While quantum computing is currently most thoroughly understood only in theory, scientists are racing to turn their theories into working physical realities. Companies are working against the clock to exact which method is the most effective and efficient for unleashing the power found in manipulating these photons and electrons. Harnessing physical matter literally as small as atoms requires isolating the qubits. There are a number of ways to achieve this state of isolation including cooling the computer to temperatures 200 times colder than outer space and also by using advanced ultrafast sensors to read and control an ion’s motion. This search for best methods is the current driver of the race for mastery of quantum computing.

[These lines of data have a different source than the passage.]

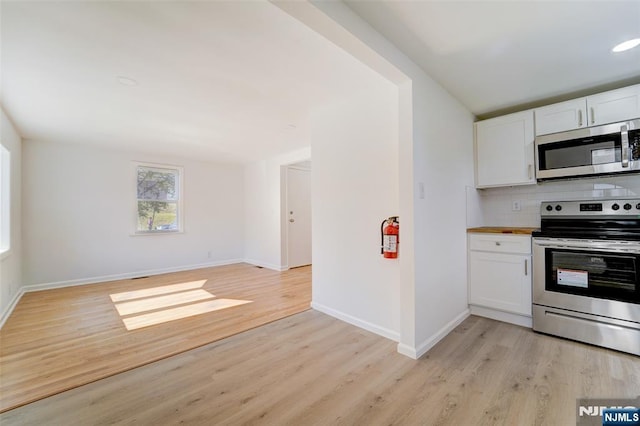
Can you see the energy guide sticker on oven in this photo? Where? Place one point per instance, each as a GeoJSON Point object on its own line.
{"type": "Point", "coordinates": [573, 278]}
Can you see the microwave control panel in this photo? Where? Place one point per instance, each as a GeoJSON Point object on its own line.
{"type": "Point", "coordinates": [634, 144]}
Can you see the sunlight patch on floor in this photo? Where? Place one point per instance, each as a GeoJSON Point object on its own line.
{"type": "Point", "coordinates": [157, 305]}
{"type": "Point", "coordinates": [159, 302]}
{"type": "Point", "coordinates": [155, 291]}
{"type": "Point", "coordinates": [145, 320]}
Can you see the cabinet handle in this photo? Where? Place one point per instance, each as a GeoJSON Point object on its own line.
{"type": "Point", "coordinates": [624, 140]}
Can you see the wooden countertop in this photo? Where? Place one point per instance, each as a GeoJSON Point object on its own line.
{"type": "Point", "coordinates": [502, 230]}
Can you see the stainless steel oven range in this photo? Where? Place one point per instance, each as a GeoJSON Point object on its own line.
{"type": "Point", "coordinates": [586, 272]}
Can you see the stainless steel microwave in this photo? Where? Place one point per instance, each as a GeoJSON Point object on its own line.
{"type": "Point", "coordinates": [593, 151]}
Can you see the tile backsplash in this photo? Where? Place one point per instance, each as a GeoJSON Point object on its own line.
{"type": "Point", "coordinates": [494, 206]}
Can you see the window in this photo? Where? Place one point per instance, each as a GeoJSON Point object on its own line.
{"type": "Point", "coordinates": [159, 199]}
{"type": "Point", "coordinates": [5, 201]}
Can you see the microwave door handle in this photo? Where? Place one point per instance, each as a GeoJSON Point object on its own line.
{"type": "Point", "coordinates": [624, 139]}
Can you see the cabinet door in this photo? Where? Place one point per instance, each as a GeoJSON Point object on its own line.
{"type": "Point", "coordinates": [500, 281]}
{"type": "Point", "coordinates": [561, 117]}
{"type": "Point", "coordinates": [615, 105]}
{"type": "Point", "coordinates": [504, 150]}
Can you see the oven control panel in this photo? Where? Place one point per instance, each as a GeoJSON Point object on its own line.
{"type": "Point", "coordinates": [616, 207]}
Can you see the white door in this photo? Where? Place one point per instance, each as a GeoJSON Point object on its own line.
{"type": "Point", "coordinates": [298, 217]}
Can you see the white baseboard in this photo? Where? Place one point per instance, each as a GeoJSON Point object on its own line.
{"type": "Point", "coordinates": [11, 306]}
{"type": "Point", "coordinates": [521, 320]}
{"type": "Point", "coordinates": [381, 331]}
{"type": "Point", "coordinates": [125, 276]}
{"type": "Point", "coordinates": [267, 265]}
{"type": "Point", "coordinates": [424, 347]}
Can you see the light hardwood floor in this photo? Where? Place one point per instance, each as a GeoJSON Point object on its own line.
{"type": "Point", "coordinates": [60, 339]}
{"type": "Point", "coordinates": [311, 369]}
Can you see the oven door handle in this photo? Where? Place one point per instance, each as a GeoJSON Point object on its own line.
{"type": "Point", "coordinates": [624, 139]}
{"type": "Point", "coordinates": [588, 246]}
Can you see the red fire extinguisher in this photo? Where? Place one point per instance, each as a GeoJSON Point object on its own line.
{"type": "Point", "coordinates": [390, 236]}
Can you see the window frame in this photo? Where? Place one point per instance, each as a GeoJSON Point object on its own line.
{"type": "Point", "coordinates": [179, 170]}
{"type": "Point", "coordinates": [5, 202]}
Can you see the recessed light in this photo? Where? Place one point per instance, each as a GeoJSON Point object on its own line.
{"type": "Point", "coordinates": [126, 81]}
{"type": "Point", "coordinates": [626, 45]}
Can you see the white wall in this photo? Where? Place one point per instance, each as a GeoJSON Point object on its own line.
{"type": "Point", "coordinates": [354, 187]}
{"type": "Point", "coordinates": [443, 160]}
{"type": "Point", "coordinates": [435, 150]}
{"type": "Point", "coordinates": [265, 202]}
{"type": "Point", "coordinates": [11, 263]}
{"type": "Point", "coordinates": [78, 213]}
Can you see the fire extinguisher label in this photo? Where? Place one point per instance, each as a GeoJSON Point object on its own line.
{"type": "Point", "coordinates": [390, 243]}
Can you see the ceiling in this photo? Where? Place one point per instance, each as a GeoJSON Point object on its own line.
{"type": "Point", "coordinates": [497, 56]}
{"type": "Point", "coordinates": [236, 81]}
{"type": "Point", "coordinates": [223, 81]}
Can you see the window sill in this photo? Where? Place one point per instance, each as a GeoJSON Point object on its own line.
{"type": "Point", "coordinates": [145, 234]}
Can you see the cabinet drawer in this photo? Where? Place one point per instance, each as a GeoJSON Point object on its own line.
{"type": "Point", "coordinates": [500, 243]}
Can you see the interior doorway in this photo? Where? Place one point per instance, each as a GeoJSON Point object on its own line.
{"type": "Point", "coordinates": [298, 214]}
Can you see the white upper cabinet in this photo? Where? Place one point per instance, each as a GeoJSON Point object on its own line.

IBM, Google, Rigetti, Intel, NASA and Microsoft are a few of the big names leading the quantum arms race. IBM has already developed three prototypes for public use on the cloud, one being a 50-qubit processor. Google has developed an even more powerful 72-qubit quantum computer named “Bristlecone.” NASA and Google both use a quantum computer (the D-WaveX2) that performs calculations one hundred million times faster than a traditional classical computer. Microsoft operates multiple labs around the world dedicated to developing a quantum computer. Not only are companies bidding for quantum mastery, but state actors have also joined the race, perhaps most notably China, which recently developed a quantum communication landline connecting Beijing and Shanghai powered by its joint Chinese-Austrian quantum satellite, Micius. Russia’s quantum computing research laboratory, the Russian Quantum Center, reported the successful creation of a quantum computer in July 2017, and North Korea has reported that it intends to develop its own quantum computing capabilities.
It is not difficult to imagine how the development of something so powerful as quantum computing presents a very real threat to information security. As quantum computers are able to solve complicated problems exponentially faster than classical computers, they possess the capability of quickly unlocking encrypted data and accessing systems once considered well-protected by even the most advanced means of protection. This leaves health records, military intelligence, and bank accounts critically at risk. The rapid ascent of quantum computing then calls for the even faster development of quantum-proof security measures to sufficiently rival the power of classical computing’s stronger cousin, quantum computing.
As quantum computing continues to advance, we are sure to see great strides in 2019 towards unlocking this powerful and highly consequential technology and we watch to see what the era of quantum computing brings. As national security concerns continue to expand into the cyber realm, quantum-powered hacking multiplies the threats that states face and demands a rapid response for how to secure every level of society.